The second question is again related to native title. If current freehold title in Australia, for instance, is sometimes subject to mineral leases, and is subject to local government planning controls, is it likely that native title will also be subject to the same sorts of things? Or is it likely to be a title that stands above all the common law things that the millennia have built up in the Westminster system? The third one is almost a trivial one: is it pronounced 'May‑bo' or 'Mah‑bo'?
Professor Crommelin — I did not meet the named plaintiff. My understanding is that the pronunciation is 'Mah‑bo', but I certainly have no sound basis for that understanding. That was perhaps the easiest of the three questions to answer.
So far as the question of content is concerned, I agree with you that content varies from country to country and place to place within Australia; and that is because content is determined by customary law, rather than any fixed common law prescription. Given that, I think it is possible — although this is a matter on which the Court has not provided much guidance so far — that there may be some changes of content with changes of customary law. It seems to me to be a distinct possibility, but it remains to be seen whether or not that will be recognised. I have forgotten the second question, I am sorry.

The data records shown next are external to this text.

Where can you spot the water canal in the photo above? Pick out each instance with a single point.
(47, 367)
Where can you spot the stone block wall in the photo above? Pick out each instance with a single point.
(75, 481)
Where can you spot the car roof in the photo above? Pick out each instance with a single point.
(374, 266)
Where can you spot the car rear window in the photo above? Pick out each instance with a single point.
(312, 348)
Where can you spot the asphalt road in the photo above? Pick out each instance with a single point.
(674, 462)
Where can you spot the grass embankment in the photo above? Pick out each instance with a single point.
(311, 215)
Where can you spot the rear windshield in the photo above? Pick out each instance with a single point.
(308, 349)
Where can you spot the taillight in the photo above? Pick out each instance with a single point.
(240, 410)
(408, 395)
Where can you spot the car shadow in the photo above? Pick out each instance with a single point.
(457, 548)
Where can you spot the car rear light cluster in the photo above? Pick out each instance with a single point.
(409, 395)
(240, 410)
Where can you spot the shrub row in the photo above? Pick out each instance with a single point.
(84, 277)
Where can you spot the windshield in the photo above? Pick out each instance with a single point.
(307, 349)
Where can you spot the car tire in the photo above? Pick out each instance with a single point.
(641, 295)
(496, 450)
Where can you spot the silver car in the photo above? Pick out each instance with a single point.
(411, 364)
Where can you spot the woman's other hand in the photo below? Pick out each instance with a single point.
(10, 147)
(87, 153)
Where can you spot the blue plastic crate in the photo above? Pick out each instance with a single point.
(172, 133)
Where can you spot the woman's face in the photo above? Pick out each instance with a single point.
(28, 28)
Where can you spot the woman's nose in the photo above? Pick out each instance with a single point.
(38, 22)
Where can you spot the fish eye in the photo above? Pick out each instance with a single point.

Questioner — Is it likely that native title will be subject to the same conditions as freehold title?
Professor Crommelin — Native title has to fit within the system. Part of the deal involving recognition made it part of the wider system of law. It has some special features, but those special features do not place it above and beyond other interests. On the contrary, it seems to me that native title is a peculiarly vulnerable form of interest in land because of its liability to extinguishment. The general answer to the second question is that it is part of the wider scheme of things with no special status or overriding effect.
Questioner — Professor, can you clarify some of the negative aspects of distinguishing between a mineral lease and a pastoral lease in extinguishing native title?

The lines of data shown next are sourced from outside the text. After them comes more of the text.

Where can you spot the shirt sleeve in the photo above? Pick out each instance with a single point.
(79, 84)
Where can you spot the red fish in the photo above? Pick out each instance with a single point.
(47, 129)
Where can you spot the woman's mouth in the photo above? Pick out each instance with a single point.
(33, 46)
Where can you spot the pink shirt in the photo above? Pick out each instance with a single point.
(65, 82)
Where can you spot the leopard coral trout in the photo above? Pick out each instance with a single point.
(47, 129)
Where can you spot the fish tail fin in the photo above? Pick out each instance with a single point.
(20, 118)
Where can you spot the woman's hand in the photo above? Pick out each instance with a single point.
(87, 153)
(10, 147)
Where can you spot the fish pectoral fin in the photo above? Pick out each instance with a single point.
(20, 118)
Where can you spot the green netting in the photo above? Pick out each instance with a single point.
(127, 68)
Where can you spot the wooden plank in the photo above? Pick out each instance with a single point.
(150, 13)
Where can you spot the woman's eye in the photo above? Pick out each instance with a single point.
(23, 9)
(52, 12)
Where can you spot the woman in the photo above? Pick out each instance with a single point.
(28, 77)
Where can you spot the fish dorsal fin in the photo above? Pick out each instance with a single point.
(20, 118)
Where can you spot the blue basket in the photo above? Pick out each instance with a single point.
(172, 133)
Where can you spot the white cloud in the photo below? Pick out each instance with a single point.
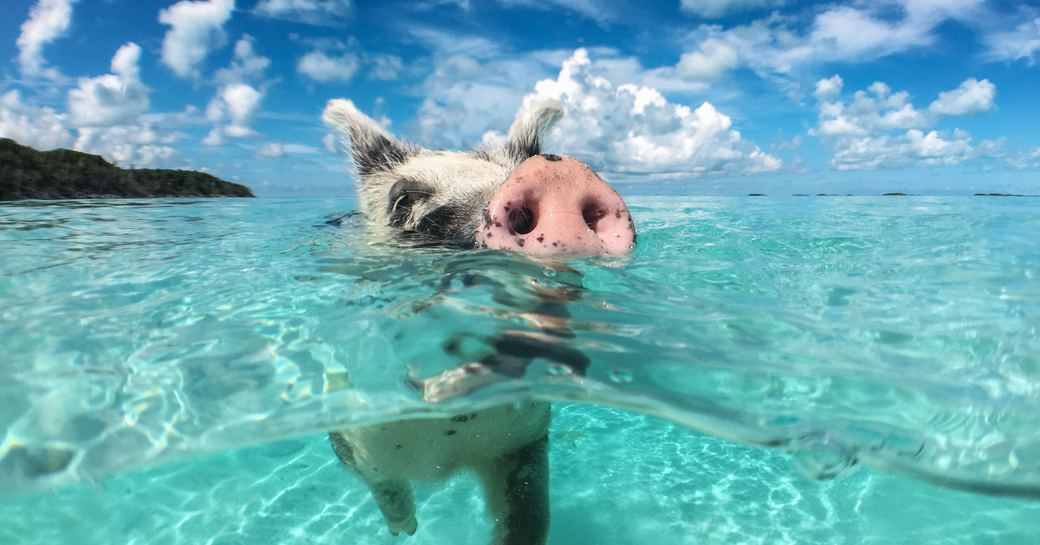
(322, 68)
(196, 28)
(912, 148)
(716, 8)
(48, 21)
(238, 103)
(711, 60)
(245, 66)
(971, 97)
(144, 143)
(41, 128)
(1020, 44)
(596, 10)
(140, 145)
(830, 87)
(880, 128)
(278, 150)
(326, 13)
(632, 129)
(385, 68)
(111, 99)
(850, 33)
(475, 85)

Professor Crommelin — I am not sure that there necessarily are negative aspects. I commented on it because it represented an interesting departure from the approach laid down by the High Court on extinguishment. There may be very good, pragmatic reasons for making that distinction. The consequences of that differential treatment are quite important because the area of land under pastoral lease is vastly greater than the area of land under mineral lease. I do not know what the factor of difference is, but I would not be surprised if it were something like 100.
In this country the area of land under mineral lease is tiny and the area of land under pastoral lease is extensive. I have seen the figure of thirty-five per cent used to describe the area in Western Australia that is under pastoral lease, but I cannot verify that. Despite the fact that Western Australia is known as a mining state, I would be surprised if more than three per cent of the land mass were under mining lease. It is a decision of great practical consequence which raises some interesting legal issues. We will have to wait and see how they are worked out.
[1]. (1992) 175 CLR 1.
[2]. (1971) 17 FLR 141.
[3]. (1988) 166 CLR 186.
[4]. (1984) 13 DLR (4th) 321.
[5]. Court of Appeal for British Columbia CA 013770, 25 June 1993.